Ahh. It's a Ryzen, not an intel. Definite differences there.
First, Intel at idle drops clocks and voltages equally on all cores. Any background tasks get split up over all the cores, so any service startups show minimal temp changes, the hottest core barely higher than the rest of the cpu.
Ryzen does the opposite. It puts all cores as inactive except 1 core, and it rotates that single core every few seconds. That single core has the full load of every service and startup, so shows a marked raise in temps. That's the Ryzen Bounce. You'll get jumps of 10-20°, but since temp recorders only show hottest you get idle temps of 40-60°, but it's a single core only, not the entire cpu.
Secondly, Intel use a monolithic die. A single rectangular silicon chiplet dead smack central under the IHS. A pea sized blob is perfect to spread around and cover the entire die easily.
Ryzen like the 3900x use 3 chiplets, 1 on left and 2 on right.

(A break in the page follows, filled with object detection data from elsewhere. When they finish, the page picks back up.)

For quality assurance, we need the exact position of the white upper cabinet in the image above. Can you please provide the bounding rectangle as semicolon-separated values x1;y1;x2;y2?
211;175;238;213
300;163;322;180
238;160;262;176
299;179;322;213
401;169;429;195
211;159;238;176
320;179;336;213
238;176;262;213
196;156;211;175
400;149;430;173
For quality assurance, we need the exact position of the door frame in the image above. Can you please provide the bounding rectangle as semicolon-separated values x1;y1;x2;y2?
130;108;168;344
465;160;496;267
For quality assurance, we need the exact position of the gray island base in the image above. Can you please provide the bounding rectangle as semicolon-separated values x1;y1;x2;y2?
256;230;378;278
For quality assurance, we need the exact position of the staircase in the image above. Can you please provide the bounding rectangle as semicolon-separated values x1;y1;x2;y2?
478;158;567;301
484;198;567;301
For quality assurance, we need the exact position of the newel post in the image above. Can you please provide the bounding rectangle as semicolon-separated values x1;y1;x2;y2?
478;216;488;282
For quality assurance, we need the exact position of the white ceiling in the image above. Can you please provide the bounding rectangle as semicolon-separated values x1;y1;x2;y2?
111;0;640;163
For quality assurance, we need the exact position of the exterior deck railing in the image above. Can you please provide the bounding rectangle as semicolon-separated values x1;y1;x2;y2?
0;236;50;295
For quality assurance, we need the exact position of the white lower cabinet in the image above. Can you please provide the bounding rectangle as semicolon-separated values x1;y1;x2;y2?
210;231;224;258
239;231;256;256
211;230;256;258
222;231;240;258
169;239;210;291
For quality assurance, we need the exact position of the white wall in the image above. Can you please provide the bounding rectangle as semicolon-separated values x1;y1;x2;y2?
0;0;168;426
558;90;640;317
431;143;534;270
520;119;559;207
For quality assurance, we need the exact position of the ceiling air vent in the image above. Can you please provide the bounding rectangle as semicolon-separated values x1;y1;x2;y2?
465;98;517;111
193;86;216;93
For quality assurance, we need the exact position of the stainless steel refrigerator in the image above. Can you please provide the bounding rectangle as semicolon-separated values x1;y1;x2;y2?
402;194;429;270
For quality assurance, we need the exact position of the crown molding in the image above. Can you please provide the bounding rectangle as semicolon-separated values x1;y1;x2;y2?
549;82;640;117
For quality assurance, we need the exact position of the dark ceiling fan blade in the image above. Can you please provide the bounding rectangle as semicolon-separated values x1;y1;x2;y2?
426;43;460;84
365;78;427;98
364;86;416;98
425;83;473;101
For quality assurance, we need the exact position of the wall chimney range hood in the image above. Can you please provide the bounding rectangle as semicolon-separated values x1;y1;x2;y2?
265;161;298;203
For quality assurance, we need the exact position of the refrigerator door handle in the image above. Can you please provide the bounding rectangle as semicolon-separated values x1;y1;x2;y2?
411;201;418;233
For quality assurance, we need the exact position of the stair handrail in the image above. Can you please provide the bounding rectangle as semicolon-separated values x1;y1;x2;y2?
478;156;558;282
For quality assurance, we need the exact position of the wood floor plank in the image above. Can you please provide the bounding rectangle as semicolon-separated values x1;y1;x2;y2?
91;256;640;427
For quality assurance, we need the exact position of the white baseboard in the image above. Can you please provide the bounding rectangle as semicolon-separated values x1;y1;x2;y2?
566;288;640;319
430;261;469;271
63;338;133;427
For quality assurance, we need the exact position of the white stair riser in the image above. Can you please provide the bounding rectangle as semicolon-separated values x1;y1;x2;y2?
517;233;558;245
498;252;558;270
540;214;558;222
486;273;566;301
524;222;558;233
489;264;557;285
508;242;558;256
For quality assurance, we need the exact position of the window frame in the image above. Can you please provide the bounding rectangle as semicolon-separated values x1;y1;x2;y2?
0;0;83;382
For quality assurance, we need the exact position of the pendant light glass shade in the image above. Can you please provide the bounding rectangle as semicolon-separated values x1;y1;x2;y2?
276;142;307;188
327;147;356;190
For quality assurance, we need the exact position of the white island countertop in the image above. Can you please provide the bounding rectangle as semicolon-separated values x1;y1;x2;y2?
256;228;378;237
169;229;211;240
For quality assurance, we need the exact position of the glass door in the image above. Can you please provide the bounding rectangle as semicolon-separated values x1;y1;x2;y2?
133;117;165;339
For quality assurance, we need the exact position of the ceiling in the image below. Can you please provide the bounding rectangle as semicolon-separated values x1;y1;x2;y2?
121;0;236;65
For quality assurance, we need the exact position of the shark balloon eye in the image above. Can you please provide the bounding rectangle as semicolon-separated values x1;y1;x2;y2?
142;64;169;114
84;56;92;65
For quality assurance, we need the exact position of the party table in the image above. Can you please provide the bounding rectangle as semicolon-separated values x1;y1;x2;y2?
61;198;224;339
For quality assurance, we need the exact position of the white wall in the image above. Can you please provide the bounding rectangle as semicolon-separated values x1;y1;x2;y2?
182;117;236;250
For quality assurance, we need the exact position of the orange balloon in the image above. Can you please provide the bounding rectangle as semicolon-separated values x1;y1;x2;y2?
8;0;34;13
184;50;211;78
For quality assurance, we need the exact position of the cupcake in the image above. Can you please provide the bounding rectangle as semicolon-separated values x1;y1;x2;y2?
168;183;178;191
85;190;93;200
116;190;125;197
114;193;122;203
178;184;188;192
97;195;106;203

This puts the memory controller/Lcache and cores a distance from each other, for heat management, they communicate via Infinity Fabric. As such, the chips are all the way up against the edges and corners under the IHS, so pea sized blob very often doesn't cover everything. This leads to runaway temps and shutdowns. The best way to paste a Ryzen is to credit card or spatula spread the blob beforehand, making sure the entire surface of the IHS is covered in a thin, even layer. This guarantees the cores are covered to the edges and corners.
3900x is same as left picture. Drawing a circle, you'll see how corners get missed easily on the double chip side, which is the cores.